Personal information
- Full name: Craig Brian Wishart
- Born: 9 January 1974 (age 52) Salisbury, Rhodesia
- Batting: Right-handed
- Bowling: Right-arm offbreak
- Role: Batsman

International information
- National side: Zimbabwe (1995–2005);
- Test debut (cap 29): 13 October 1995 v South Africa
- Last Test: 15 August 2005 v New Zealand
- ODI debut (cap 44): 26 August 1996 v Australia
- Last ODI: 24 August 2005 v New Zealand

Domestic team information
- 1994–1999: Mashonaland
- 2000–2005: Midlands

Career statistics
| Competition | Test | ODI |
| Matches | 27 | 90 |
| Runs scored | 1,098 | 1,719 |
| Batting average | 22.40 | 23.22 |
| 100s/50s | 1/5 | 2/5 |
| Top score | 114 | 172* |
| Balls bowled | – | 12 |
| Wickets | – | 0 |
| Bowling average | – | – |
| 5 wickets in innings | – | – |
| 10 wickets in match | – | – |
| Best bowling | – | – |
| Catches/stumpings | 15/– | 26/– |
- Source: Cricinfo, 11 February 2017

= Craig Wishart =

Zimbabwean cricketer

Craig Brian Wishart (born 9 January 1974) is a former Zimbabwean cricketer, who played Tests and ODIs for 10 years. He played domestic cricket for Mashonaland and Midlands as well as the Zimbabwean national team.

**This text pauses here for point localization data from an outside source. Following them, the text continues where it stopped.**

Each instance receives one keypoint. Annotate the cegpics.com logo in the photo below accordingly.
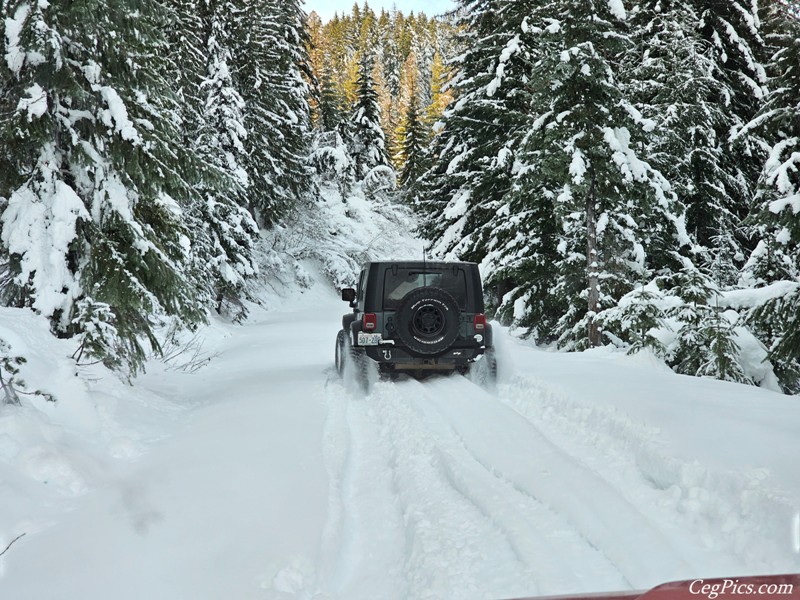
(733, 587)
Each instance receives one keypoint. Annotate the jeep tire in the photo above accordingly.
(427, 320)
(342, 351)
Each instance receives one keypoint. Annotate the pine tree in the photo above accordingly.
(415, 139)
(731, 31)
(270, 51)
(224, 229)
(93, 170)
(615, 219)
(775, 220)
(676, 82)
(471, 162)
(705, 338)
(366, 138)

He was later self-employed in Zimbabwe and played social cricket there.

==International career==
Wishart made his Test debut in 1995 in Harare. He has a Test record batting score of 114, with a 22.40 batting average, and a one-day record batting score of 172 not out, achieved against Namibia in the 2003 Cricket World Cup, the sixth highest in World Cup history and the highest scored by a Zimbabwean player in ODIs.

Wishart retired in 2005, citing "stress from the problems in local cricket", and was one of many senior internationals to announce their retirements in protest against the local governing body's controversial decisions during the early 2000s.